Laser line scan (LLS) systems rely upon narrow angular field apertures and displacement between emitter and receiver to reduce volume backscatter from the common volume near the target. With this configuration, multiple volume scattering near the sensor becomes a significant contribution to the total backscatter return. Detection of continuous wave laser return signals is complicated at the range limit of these systems due to the temporal overlap between the target return and the backscatter return. In the compact implementation of these systems, necessary when the deployment platform is the 12" or 21" diameter AUV, this detection ambiguity can lead to a significant degradation in imaging performance. Detection methods must therefore separate the two signals and estimate the energy returning from the target alone. Indeed, the use of pulsed laser illumination under some conditions allows for temporal separation of the target and volume scattering return signals.

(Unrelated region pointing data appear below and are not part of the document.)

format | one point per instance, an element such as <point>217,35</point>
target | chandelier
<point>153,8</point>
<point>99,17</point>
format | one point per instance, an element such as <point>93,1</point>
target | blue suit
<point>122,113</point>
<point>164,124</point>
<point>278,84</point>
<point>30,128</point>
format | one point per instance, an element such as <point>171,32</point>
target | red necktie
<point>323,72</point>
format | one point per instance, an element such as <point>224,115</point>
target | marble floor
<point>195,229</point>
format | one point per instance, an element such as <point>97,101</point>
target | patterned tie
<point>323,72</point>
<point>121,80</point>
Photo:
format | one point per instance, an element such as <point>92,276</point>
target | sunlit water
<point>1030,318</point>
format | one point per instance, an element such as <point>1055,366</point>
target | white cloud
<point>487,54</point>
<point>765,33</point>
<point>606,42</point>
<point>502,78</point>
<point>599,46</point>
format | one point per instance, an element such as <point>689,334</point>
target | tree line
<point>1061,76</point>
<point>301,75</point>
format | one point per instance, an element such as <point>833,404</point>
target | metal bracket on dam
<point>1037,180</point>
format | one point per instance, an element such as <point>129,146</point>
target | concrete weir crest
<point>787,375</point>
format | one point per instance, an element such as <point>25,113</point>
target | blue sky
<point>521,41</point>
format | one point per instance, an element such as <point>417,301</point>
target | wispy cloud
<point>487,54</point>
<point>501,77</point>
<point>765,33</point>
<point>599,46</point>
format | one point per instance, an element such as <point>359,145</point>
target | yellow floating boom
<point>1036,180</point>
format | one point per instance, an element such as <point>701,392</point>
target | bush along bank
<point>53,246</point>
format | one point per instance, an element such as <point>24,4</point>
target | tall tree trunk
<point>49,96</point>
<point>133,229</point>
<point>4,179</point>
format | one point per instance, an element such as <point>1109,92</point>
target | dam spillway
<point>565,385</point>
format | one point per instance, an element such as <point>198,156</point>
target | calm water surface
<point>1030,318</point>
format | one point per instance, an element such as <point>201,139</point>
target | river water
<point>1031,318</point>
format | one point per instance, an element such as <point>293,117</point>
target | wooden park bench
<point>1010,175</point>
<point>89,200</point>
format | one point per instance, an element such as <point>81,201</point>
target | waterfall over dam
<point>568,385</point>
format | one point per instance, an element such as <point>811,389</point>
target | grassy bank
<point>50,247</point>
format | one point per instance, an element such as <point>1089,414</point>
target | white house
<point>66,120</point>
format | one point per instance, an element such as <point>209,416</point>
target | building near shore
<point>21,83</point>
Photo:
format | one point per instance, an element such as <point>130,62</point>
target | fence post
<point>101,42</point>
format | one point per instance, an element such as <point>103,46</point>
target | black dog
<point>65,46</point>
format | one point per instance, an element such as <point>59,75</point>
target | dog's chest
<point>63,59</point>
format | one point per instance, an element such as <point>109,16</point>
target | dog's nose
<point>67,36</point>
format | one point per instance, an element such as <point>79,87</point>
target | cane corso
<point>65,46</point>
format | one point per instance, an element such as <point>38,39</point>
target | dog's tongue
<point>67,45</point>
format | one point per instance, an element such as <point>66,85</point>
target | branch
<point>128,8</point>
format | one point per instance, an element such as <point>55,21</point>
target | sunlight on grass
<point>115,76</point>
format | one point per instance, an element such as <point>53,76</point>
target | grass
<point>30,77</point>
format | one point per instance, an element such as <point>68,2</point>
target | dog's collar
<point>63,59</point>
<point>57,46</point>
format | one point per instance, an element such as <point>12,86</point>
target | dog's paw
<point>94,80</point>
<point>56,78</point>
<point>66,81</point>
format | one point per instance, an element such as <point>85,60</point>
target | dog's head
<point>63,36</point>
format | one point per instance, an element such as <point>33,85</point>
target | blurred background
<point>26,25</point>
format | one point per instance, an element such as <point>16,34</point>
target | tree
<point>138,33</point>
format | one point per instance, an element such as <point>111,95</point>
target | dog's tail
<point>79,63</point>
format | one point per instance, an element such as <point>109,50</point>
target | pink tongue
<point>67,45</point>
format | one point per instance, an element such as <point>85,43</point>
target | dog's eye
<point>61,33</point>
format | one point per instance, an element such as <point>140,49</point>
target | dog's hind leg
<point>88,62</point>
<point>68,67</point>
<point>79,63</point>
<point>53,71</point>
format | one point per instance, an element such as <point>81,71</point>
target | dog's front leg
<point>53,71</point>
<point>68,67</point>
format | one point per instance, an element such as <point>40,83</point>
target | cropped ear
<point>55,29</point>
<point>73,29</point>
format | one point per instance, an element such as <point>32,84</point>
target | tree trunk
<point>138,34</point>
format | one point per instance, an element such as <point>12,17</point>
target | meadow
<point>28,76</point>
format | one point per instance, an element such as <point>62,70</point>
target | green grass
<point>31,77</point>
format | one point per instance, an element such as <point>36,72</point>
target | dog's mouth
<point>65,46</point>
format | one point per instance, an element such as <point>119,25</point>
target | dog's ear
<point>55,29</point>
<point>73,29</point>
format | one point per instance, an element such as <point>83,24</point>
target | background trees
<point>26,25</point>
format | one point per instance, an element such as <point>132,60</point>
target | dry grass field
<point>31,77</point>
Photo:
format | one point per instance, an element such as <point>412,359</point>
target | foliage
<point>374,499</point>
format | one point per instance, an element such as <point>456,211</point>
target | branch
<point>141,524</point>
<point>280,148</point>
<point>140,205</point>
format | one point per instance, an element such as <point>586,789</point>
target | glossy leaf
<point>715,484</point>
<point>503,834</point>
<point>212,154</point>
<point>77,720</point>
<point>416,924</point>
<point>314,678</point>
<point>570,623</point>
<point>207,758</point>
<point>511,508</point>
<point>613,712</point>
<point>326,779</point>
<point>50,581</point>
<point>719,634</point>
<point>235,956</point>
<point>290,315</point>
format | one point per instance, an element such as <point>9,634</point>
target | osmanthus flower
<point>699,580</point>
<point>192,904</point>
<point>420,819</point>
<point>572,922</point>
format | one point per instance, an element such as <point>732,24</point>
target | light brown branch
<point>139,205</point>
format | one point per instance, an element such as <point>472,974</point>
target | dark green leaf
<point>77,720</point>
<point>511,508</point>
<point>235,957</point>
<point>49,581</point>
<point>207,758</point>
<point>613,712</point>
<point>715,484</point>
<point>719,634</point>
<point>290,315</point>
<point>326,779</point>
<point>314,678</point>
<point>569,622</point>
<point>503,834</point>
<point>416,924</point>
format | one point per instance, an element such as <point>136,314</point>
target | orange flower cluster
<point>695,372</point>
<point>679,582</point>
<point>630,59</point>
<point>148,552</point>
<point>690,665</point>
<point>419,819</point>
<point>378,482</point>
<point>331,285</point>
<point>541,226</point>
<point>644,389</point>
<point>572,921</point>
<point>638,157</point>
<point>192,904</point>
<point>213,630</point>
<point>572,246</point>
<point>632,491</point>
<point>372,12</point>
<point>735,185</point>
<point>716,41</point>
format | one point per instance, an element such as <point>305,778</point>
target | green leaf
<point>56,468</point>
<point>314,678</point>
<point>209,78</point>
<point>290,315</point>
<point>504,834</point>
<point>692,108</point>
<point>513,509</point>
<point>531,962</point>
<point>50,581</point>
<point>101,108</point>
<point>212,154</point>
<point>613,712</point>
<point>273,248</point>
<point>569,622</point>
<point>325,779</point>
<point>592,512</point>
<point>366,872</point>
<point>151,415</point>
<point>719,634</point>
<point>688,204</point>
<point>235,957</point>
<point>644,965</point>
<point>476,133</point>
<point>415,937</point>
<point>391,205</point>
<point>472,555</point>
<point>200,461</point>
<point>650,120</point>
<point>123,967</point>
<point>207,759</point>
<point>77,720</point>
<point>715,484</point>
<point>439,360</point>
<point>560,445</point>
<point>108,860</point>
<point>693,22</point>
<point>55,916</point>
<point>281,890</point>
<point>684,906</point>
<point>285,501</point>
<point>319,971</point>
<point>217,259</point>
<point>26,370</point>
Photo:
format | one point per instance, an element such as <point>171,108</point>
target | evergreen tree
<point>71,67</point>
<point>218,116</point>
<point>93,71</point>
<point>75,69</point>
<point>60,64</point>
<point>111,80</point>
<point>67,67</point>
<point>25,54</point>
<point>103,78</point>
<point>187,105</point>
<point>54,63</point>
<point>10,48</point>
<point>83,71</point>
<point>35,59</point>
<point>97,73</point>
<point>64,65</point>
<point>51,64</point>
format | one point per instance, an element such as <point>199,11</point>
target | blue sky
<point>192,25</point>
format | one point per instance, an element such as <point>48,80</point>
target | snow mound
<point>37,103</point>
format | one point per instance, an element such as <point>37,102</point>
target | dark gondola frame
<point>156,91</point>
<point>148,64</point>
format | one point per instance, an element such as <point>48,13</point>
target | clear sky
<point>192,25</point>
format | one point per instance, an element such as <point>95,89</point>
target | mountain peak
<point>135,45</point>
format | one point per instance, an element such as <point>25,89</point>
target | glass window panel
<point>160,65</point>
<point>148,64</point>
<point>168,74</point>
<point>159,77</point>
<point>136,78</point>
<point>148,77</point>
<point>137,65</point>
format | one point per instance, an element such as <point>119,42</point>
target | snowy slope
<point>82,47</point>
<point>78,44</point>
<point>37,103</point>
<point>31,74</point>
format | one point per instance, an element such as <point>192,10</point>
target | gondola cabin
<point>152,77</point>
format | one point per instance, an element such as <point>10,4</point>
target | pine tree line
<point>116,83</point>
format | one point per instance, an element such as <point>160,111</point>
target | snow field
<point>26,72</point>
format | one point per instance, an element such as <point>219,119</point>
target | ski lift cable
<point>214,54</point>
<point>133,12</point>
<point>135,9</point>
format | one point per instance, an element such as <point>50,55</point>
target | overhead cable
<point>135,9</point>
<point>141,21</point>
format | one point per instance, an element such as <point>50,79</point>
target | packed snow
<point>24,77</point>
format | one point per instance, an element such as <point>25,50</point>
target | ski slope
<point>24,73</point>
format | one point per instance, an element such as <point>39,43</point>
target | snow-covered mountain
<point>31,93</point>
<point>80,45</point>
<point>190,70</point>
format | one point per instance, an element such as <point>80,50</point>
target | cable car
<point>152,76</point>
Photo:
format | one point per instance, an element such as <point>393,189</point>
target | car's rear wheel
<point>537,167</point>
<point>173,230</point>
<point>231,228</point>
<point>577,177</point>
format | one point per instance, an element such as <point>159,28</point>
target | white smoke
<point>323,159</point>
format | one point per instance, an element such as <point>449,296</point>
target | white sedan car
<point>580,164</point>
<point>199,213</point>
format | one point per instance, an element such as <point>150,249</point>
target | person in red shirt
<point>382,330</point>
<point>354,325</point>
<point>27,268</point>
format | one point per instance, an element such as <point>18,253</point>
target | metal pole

However, this method relies upon knowledge of the target distance and establishment of a gated detection scheme. We present a comparison of simulation results for both the CW and pulsed-laser cases in a range of turbid water conditions and at differing optical attenuation lengths approaching the limiting case for these types of underwater imagers. These simulations are performed using models developed by Metron Inc. (Reston, VA), and allow both a time history and image quality comparison. The goal of this simulation work is to identify the operational and environmental conditions under which each scheme is usable for the AUV-deployed scenario. Experimental results supporting these findings will be presented as available.